Negli ultimi anni ho visto cambiare la faccia della pensione: non più soltanto spiagge, hobby e calma, ma scrivanie spostate in salotto, curriculum aggiornati e offerte part-time arrivate via email. Sempre più persone vanno oltre l’età tradizionale di uscita dal lavoro e lo fanno non perché lo desiderino, ma perché sono costrette. Questo fenomeno sta prendendo forma sotto un’etichetta ormai diffusa nel mondo anglosassone: unretirement. In italiano non abbiamo un termine perfetto, e forse è giusto così: la realtà è ibrida, ambigua, e non si presta a definizioni nette.
Un’identità ibrida: che cosa significa “unretirement”
Unretirement è il ritorno al lavoro dopo un periodo in cui la persona si era definita ritirata. Non è sempre un ripensamento romantico, né un progetto di vita programmato. In molti casi è la risposta domestica a bollette più alte, pensioni che non bastano e spese sanitarie crescenti.

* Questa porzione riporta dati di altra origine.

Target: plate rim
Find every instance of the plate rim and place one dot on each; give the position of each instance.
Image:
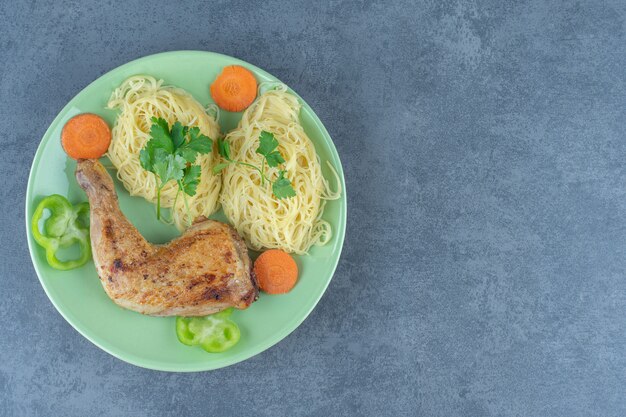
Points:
(191, 367)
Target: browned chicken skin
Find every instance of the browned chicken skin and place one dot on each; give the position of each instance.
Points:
(205, 270)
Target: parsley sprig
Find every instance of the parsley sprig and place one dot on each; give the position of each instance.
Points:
(268, 145)
(170, 155)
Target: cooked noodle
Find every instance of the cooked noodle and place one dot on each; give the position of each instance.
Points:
(140, 98)
(292, 224)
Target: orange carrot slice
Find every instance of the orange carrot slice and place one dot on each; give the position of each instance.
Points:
(276, 271)
(86, 136)
(234, 89)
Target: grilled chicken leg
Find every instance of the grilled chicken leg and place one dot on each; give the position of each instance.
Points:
(205, 270)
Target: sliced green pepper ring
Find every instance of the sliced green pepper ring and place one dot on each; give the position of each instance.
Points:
(214, 333)
(66, 226)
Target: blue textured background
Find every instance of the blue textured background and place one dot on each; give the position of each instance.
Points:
(484, 267)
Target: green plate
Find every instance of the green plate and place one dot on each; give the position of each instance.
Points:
(151, 342)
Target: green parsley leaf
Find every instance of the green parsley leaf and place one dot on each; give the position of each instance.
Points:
(178, 134)
(161, 137)
(191, 179)
(170, 168)
(282, 186)
(267, 143)
(217, 168)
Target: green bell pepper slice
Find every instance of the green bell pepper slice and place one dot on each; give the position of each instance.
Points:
(66, 225)
(214, 333)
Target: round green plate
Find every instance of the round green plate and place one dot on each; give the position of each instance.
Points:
(151, 342)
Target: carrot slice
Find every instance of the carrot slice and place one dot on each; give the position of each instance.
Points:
(86, 136)
(276, 271)
(234, 89)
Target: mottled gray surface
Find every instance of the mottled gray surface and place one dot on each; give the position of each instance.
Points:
(483, 146)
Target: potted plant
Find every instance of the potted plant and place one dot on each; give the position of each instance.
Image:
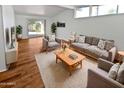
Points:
(53, 28)
(19, 31)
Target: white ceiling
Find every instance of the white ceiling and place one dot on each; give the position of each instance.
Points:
(44, 10)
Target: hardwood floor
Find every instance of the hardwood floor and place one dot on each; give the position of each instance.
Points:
(24, 73)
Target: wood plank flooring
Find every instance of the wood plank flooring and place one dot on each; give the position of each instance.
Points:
(24, 73)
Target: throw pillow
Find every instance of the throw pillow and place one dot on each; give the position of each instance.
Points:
(88, 40)
(52, 38)
(95, 41)
(108, 45)
(114, 71)
(81, 39)
(101, 44)
(120, 76)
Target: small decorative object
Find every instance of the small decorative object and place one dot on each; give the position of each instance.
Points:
(12, 37)
(63, 46)
(60, 24)
(53, 28)
(19, 31)
(73, 56)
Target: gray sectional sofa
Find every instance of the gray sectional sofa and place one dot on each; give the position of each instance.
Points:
(90, 47)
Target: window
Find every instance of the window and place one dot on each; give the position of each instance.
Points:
(82, 12)
(98, 10)
(120, 8)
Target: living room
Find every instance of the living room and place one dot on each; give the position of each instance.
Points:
(64, 46)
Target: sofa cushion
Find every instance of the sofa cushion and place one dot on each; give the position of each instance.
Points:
(108, 45)
(53, 44)
(97, 51)
(95, 41)
(81, 39)
(101, 44)
(114, 71)
(88, 40)
(120, 76)
(81, 45)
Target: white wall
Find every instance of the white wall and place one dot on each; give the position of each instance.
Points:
(108, 27)
(2, 49)
(8, 18)
(23, 21)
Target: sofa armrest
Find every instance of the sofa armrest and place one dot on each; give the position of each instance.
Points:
(44, 44)
(112, 53)
(104, 64)
(98, 80)
(58, 40)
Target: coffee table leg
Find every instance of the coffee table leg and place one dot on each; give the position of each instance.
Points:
(70, 70)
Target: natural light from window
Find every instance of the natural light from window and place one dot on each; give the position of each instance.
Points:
(98, 10)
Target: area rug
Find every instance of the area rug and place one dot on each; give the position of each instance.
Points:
(56, 75)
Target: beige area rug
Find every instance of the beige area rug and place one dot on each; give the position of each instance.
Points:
(56, 75)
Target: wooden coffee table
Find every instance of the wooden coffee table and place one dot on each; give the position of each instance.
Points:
(64, 57)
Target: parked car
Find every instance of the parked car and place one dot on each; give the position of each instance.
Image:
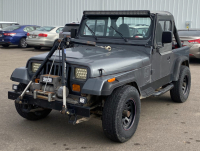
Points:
(4, 24)
(44, 36)
(191, 38)
(67, 29)
(105, 75)
(16, 35)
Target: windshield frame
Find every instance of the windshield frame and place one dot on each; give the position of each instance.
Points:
(103, 38)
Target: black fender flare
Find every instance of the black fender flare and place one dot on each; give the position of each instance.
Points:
(100, 86)
(179, 61)
(108, 87)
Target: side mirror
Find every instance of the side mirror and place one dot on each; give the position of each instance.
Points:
(167, 37)
(73, 33)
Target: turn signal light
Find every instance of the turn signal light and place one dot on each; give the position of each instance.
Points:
(194, 41)
(42, 35)
(76, 87)
(9, 34)
(37, 80)
(111, 80)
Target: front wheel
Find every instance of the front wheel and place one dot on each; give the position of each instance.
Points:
(22, 43)
(121, 114)
(37, 115)
(181, 89)
(5, 45)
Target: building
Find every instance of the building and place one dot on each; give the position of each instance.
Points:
(59, 12)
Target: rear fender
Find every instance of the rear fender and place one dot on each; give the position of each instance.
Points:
(182, 60)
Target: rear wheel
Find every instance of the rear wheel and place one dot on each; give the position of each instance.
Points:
(22, 43)
(121, 114)
(181, 89)
(37, 47)
(31, 115)
(5, 45)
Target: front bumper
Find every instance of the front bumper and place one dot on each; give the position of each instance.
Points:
(56, 105)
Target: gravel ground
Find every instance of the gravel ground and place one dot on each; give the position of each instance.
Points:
(164, 125)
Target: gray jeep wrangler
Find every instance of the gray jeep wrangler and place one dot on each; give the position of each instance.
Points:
(114, 60)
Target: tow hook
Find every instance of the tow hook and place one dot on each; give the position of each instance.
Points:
(64, 110)
(18, 101)
(71, 119)
(71, 113)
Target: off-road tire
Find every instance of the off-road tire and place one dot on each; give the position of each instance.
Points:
(178, 94)
(37, 47)
(22, 44)
(33, 116)
(5, 45)
(112, 113)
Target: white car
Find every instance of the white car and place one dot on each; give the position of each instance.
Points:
(4, 24)
(45, 36)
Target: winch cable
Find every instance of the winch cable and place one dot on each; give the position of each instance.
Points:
(51, 66)
(52, 51)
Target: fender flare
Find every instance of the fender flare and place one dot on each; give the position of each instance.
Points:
(177, 66)
(100, 86)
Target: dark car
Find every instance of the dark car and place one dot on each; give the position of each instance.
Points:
(106, 75)
(16, 35)
(66, 32)
(191, 38)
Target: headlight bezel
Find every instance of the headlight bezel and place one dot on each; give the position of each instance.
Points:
(32, 64)
(71, 67)
(80, 69)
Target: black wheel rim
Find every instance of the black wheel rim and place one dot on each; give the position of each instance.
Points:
(128, 114)
(185, 84)
(23, 43)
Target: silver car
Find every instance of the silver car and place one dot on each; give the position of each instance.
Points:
(191, 38)
(43, 37)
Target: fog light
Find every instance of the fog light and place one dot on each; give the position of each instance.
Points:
(83, 100)
(15, 87)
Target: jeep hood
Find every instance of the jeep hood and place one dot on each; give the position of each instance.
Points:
(111, 62)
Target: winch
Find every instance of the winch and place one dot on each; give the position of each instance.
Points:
(48, 88)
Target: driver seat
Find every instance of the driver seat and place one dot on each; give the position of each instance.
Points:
(124, 30)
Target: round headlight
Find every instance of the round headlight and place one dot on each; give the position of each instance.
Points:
(35, 66)
(80, 73)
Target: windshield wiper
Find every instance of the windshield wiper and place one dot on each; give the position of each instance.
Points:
(93, 34)
(126, 40)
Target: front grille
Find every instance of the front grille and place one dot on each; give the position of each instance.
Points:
(56, 69)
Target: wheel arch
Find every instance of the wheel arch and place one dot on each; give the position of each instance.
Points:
(183, 60)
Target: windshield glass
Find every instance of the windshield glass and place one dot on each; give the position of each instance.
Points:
(45, 28)
(129, 27)
(189, 33)
(11, 28)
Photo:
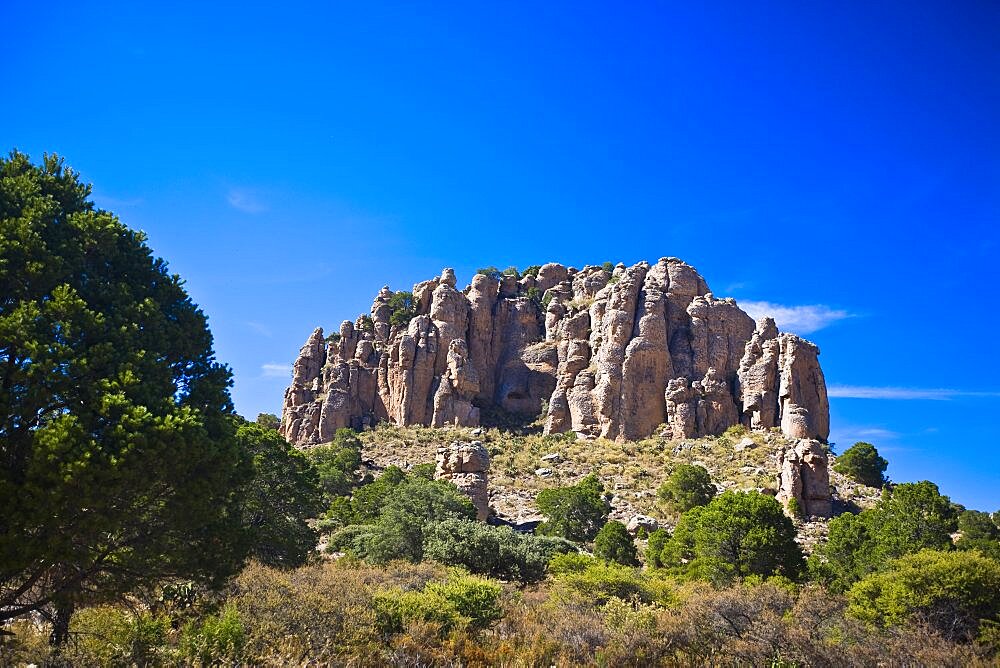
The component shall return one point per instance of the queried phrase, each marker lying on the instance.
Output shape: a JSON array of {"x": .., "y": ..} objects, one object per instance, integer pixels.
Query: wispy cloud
[
  {"x": 272, "y": 370},
  {"x": 932, "y": 394},
  {"x": 798, "y": 319},
  {"x": 245, "y": 200},
  {"x": 114, "y": 203}
]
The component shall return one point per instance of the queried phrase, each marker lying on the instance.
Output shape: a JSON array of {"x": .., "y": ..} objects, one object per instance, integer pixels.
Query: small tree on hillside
[
  {"x": 118, "y": 462},
  {"x": 283, "y": 495},
  {"x": 576, "y": 512},
  {"x": 403, "y": 306},
  {"x": 908, "y": 518},
  {"x": 951, "y": 591},
  {"x": 336, "y": 462},
  {"x": 736, "y": 535},
  {"x": 687, "y": 487},
  {"x": 268, "y": 420},
  {"x": 613, "y": 543},
  {"x": 862, "y": 463}
]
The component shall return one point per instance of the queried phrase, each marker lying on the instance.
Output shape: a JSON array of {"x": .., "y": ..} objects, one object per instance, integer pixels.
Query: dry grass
[{"x": 631, "y": 470}]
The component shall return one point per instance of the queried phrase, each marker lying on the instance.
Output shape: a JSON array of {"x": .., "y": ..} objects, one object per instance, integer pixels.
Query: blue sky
[{"x": 839, "y": 161}]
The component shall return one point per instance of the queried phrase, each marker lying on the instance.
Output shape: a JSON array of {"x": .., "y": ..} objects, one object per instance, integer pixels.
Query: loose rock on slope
[{"x": 613, "y": 354}]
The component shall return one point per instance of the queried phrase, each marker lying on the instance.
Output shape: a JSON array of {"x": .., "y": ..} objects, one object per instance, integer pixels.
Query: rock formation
[
  {"x": 805, "y": 477},
  {"x": 465, "y": 465},
  {"x": 612, "y": 352}
]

La narrativa dominante—quella che ci racconta pensioni serene e programmi ben pianificati—non copre ciò che succede alla maggioranza delle famiglie quando i conti non tornano.
Perché ormai non è più una scelta per tutti
Non voglio minimizzare chi torna a lavorare per motivi personali, per stimolo intellettuale o per desiderio di socialità. Però se guardiamo ai dati e alle storie, emerge un’altra lettura: la pressione economica. Col costo della vita che continua a salire, con segnali di fragilità nei sistemi pensionistici e con spese mediche che possono erodere risparmi consolidati, molti pensionati vedono l’uscita definitiva come un lusso. Più che un secondo atto volontario, il lavoro dopo i 65 anni diventa una strategia di sopravvivenza.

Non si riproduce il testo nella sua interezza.